Un relevamiento entre 2.339 fiscales, funcionarios y empleados reveló que el 32,6% ya utilizó herramientas de IA para tareas profesionales, aunque el porcentaje trepa al 83,4% cuando se consulta por el uso personal. ChatGPT concentra ampliamente las preferencias.
La inteligencia artificial ya forma parte de la vida cotidiana de buena parte de quienes trabajan en el Ministerio Público Fiscal de la Nación (MPF), aunque su desembarco en las tareas profesionales todavía avanza a otro ritmo. Según un reciente informe, tres de cada diez integrantes del organismo reconocieron haber utilizado alguna vez herramientas de IA en su trabajo, frente a más de ocho de cada diez que ya las probaron para fines personales.
Los datos surgen del primer relevamiento institucional sobre conocimiento, uso y percepciones de inteligencia artificial realizado entre el personal del MPF. La encuesta alcanzó a 2.339 personas -casi el 40% de los integrantes del organismo- y fue realizada entre el 6 de agosto y el 13 de septiembre de 2025 por la Secretaría de Coordinación Institucional, en el marco del Programa de Inteligencia Artificial creado por la Procuración General.

El principal dato que arroja el estudio es la brecha entre el uso privado y el profesional. El 83,4% de los consultados, unas 1.950 personas, declaró haber utilizado alguna vez herramientas de IA fuera del ámbito laboral. Sin embargo, cuando la pregunta se trasladó al trabajo dentro del Ministerio Público Fiscal, el porcentaje cayó al 32,6%, equivalente a 762 personas.
La diferencia es de 50,8 puntos porcentuales y muestra, según el propio informe, que existe un conocimiento y una experiencia individual con estas tecnologías que todavía no terminaron de trasladarse a las prácticas institucionales.

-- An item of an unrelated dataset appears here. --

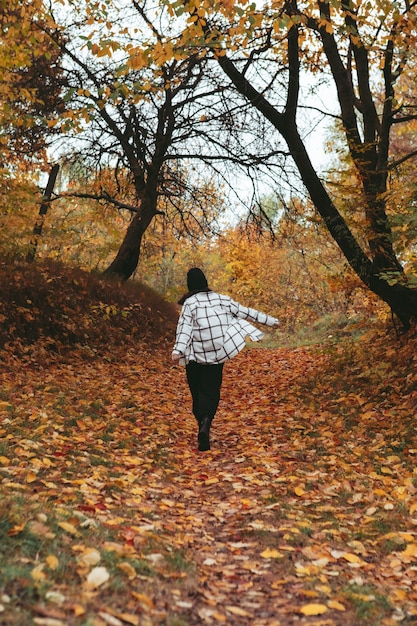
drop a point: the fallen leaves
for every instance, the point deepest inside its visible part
(304, 508)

ChatGPT, primera en el ranking
Entre quienes sí incorporaron la inteligencia artificial a su trabajo, hay una plataforma que se impone ampliamente sobre el resto: el 90,2% utiliza ChatGPT. Mucho más atrás aparecen Gemini, con el 40,6%; Copilot, con el 16,7%; Claude, con el 5,4%; y DeepSeek, con el 3,7%.
La adopción, además, se produjo en buena medida por iniciativa de los propios trabajadores. El 73% utiliza versiones gratuitas de estas herramientas y otro 23% paga personalmente una suscripción, mientras que el 4,1% no sabe o no está seguro de qué tipo de versión utiliza.

¿Para qué las usan? La principal aplicación es la búsqueda de bibliografía, doctrina y jurisprudencia, mencionada por el 59,8% de quienes emplean IA profesionalmente. Le siguen la corrección de textos (57,8%), la realización de resúmenes y síntesis (52,9%) y la redacción de textos (46,4%). En actividades más sensibles, como la elaboración de dictámenes, la utilización es menor y alcanza al 32,5%.
El relevamiento también muestra un uso predominantemente supervisado. El 60,5% afirmó que toma las respuestas generadas por la IA únicamente como fuente de consulta y después redacta sus propios textos desde cero. Otro 35,5% las utiliza como punto de partida, pero luego revisa, corrige o adapta el contenido. Sólo el 0,4% reconoció utilizar las respuestas directamente y sin modificaciones.
Los límites: pruebas, investigaciones y datos sensibles
El 71,2% de los consultados entiende que el análisis de pruebas o evidencias es una de las tareas más riesgosas para aplicar estas tecnologías, mientras que el 69,5% menciona la investigación penal y el 61,9% la elaboración de dictámenes, resoluciones o escritos judiciales.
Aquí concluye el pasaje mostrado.